Kind and loving treatment also includes how we regard and treat others in our community, including those with the least stature. What do we say when our children point out a homeless person on the street for instance? Do we say that the homeless one should find a job? We have all been created by God and but for the grace of God we are not in the homeless one’s position. We certainly have no idea what led to that person’s plight, and it is not our place to condemn. Instead, we can remember that God loves all sinners, even me. It would be good if we not only fostered a discussion about God’s guidance in our lives but also encouraged each other to assist our fellow human beings as God gives resources.

Scripture guides us in this. James wrote about a man who said he had faith and was approached by someone naked and destitute of daily food. The man gave nice words to the poor person: “Depart in peace, be ye warmed and filled.” Nevertheless, he did not provide clothing or food.
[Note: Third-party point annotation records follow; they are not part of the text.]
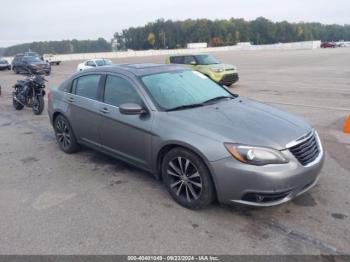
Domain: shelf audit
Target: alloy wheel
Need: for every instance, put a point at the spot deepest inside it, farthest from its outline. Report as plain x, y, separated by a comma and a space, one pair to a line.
185, 180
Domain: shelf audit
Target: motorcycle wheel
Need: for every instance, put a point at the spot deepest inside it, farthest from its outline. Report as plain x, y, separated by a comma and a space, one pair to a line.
38, 105
17, 105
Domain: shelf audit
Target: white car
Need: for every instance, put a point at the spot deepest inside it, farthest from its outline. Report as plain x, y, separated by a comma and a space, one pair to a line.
93, 63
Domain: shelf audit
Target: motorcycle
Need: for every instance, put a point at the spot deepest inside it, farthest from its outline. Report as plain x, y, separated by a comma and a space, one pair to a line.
30, 92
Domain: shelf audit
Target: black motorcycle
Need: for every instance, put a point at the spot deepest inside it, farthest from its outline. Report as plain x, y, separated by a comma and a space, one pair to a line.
30, 92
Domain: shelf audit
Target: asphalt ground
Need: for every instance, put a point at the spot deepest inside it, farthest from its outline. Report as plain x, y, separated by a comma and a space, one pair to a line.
89, 203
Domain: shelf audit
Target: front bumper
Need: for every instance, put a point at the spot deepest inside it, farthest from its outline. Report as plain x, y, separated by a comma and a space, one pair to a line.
268, 185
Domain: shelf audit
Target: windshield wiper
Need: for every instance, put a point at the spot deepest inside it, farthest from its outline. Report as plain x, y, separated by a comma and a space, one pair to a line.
184, 107
217, 99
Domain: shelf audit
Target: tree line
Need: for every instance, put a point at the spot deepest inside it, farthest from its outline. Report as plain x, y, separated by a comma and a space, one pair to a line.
60, 47
176, 34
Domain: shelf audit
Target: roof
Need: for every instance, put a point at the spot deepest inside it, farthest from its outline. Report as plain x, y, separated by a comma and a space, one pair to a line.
142, 69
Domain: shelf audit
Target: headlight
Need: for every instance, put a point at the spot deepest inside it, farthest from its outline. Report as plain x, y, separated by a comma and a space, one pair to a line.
253, 155
217, 70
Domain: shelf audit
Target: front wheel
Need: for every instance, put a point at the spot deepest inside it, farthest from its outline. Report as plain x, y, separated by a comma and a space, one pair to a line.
187, 179
38, 105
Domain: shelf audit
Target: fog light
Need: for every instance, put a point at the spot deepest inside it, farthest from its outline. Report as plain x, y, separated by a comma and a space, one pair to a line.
259, 198
250, 155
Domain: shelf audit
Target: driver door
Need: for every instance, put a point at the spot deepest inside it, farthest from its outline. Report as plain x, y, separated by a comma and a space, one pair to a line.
126, 136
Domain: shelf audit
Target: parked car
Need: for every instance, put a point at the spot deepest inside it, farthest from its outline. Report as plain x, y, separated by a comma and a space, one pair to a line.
4, 65
52, 59
33, 64
208, 65
328, 45
93, 63
201, 140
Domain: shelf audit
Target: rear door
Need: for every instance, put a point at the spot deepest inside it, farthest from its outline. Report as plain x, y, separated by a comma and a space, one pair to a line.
84, 108
126, 136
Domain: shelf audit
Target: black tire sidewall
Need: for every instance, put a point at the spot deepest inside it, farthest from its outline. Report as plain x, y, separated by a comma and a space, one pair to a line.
15, 104
74, 147
208, 192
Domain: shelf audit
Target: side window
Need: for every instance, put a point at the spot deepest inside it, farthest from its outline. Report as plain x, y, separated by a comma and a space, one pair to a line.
86, 86
189, 60
90, 63
119, 91
177, 60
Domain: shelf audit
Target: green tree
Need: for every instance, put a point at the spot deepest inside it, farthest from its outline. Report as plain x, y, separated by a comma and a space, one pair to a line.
151, 39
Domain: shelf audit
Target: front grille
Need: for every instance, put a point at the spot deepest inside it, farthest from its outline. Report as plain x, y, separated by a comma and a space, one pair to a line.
229, 79
265, 197
307, 150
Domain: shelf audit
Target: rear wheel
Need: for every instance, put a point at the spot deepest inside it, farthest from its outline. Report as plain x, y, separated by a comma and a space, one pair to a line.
187, 179
65, 136
38, 105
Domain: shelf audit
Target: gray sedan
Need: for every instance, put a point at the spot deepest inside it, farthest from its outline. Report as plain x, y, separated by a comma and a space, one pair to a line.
203, 142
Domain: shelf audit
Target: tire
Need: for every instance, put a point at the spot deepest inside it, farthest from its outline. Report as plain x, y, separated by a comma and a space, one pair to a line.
187, 179
38, 105
16, 105
65, 136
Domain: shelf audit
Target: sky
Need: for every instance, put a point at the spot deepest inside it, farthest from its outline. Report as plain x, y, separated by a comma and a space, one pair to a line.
23, 21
James writes, “What doth it profit?” (2:15,16). We may say loving and true things to others, but if we are believing, we should also act according to our beliefs, even by sharing resources.

When we love others in both actions and words, we love them in truth and not as hypocrites. “My little children, let us not love in word, neither in tongue; but in deed and in truth” (1 John 3:18). Our gift of faith is then offered, through love, to both those in the house of God and to those who are yet being called.